Pandemias podem se espalhar por continentes em questão de semanas, e choques financeiros podem abalar os mercados em poucas horas. Conflitos armados podem desestabilizar regiões inteiras e obrigar milhões de pessoas a fugir de suas casas. Pontos de estrangulamento das rotas marítimas globais, como o Estreito de Ormuz, quando afetados por conflitos, podem paralisar cadeias de abastecimento em todo o mundo.
Nenhum país, por mais poderoso que seja, pode enfrentar esses desafios sozinho. A cooperação não é um ato de idealismo; é uma necessidade prática. A questão não é saber se o multilateralismo pode sobreviver, mas como ele deve evoluir para responder às realidades do nosso tempo.
É nesse contexto que nos unimos em torno de uma nova iniciativa: “Parceiros pelo Multilateralismo” (P 4 M, na sigla em inglês). A P 4 M não pretende criar mais um bloco exclusivo nem outra burocracia internacional. Seu propósito é justamente o oposto: oferecer uma estrutura flexível e aberta a países de diferentes regiões e tradições políticas que estejam dispostos a atuar para além de suas diferenças, formar coalizões em favor de reformas e transformar princípios compartilhados em ações concretas.
A P 4 M apoiará a reforma das Nações Unidas e de outras instituições multilaterais, para torná-las mais representativas, legítimas, eficazes e confiáveis. A iniciativa tem como objetivo fortalecer a cooperação entre organizações regionais, contribuir para a paz e a segurança, aprimorar a governança econômica global e desenvolver abordagens comuns para desafios contemporâneos, da inteligência artificial e das mudanças do clima à segurança sanitária e à transformação digital.

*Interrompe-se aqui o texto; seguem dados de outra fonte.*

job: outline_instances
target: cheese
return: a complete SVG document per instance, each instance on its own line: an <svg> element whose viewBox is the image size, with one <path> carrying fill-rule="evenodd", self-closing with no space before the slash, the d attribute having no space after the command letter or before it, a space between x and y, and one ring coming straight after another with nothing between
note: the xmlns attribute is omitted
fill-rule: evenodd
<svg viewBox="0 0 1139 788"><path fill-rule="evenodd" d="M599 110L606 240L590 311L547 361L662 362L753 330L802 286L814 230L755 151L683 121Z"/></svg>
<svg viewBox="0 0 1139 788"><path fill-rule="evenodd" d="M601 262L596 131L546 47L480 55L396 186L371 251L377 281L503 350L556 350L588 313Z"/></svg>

A P 4 M buscará renovar e fortalecer o sistema multilateral, e não o substituir, além de construir pontes e aproximar países que podem discordar em muitas questões, mas que compartilham o compromisso com os princípios básicos consagrados na Carta da ONU. São princípios inegociáveis, como a igualdade soberana, a integridade territorial, a solução pacífica de controvérsias, a proibição da ameaça ou do uso da força, o direito internacional humanitário, o desenvolvimento sustentável, os direitos humanos e as liberdades fundamentais.
O secretário-geral da ONU, António Guterres, afirmou recentemente que "as superpotências estão descobrindo seus limites". Acreditamos que a comunidade internacional precisa redescobrir o extraordinário potencial da ação coletiva. A competição não precisa se transformar em confronto se criarmos canais de diálogo e cooperação.
A soberania é fortalecida, e não diminuída, quando os países trabalham juntos para enfrentar desafios comuns. A promoção dos interesses nacionais muitas vezes passa pela ação coletiva diante de desafios compartilhados. A verdadeira escolha não é entre preservar a ordem internacional estabelecida após a Segunda Guerra Mundial ou abandoná-la.
É entre renovar a cooperação multilateral em um mundo em transformação ou permitir que a fragmentação, a polarização e a política de poder definam a próxima era. Diante de uma ordem mundial que se transforma rapidamente, conclamamos líderes de todo o mundo a se juntarem a nós na iniciativa P 4 M, optando pela cooperação em vez da fragmentação, pelo direito em vez do poder e pela responsabilidade compartilhada em vez da divisão.